We develop a continuous time framework for taking into account ambiguity aversion about both expected rate of return and correlation matrix of stocks, and for studying the effects on portfolio diversification.
We prove a separation principle for the associated robust control problem formulated as a mean-field type differential game, which allows to reduce the determination of the optimal dynamic strategy to the parametric computation of the minimal risk premium function.
Our results provide a justification for under-diversification, as documented in empirical studies, and that we explicitly quantify in terms of correlation and Sharpe ratio ambiguity parameters.

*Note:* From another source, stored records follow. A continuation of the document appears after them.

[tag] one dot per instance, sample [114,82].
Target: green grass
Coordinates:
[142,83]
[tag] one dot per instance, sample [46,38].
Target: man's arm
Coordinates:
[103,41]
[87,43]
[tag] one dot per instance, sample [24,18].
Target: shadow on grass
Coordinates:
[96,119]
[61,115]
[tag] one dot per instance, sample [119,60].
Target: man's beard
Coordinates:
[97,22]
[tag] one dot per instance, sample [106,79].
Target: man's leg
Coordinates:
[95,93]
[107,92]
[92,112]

In particular, we show that an investor with a poor confidence in the expected return estimation does not hold any risky asset, and on the other hand, trades only one risky asset when the level of ambiguity on correlation matrix is large. This extends to the continuous-time setting the results obtained by Garlappi, Uppal and Wang [RFS 07], and Liu and Zeng (2017) in a one-period model.
Based on joint work with Xiaoli Wei (Paris Diderot) and Chao Zhou (NUS).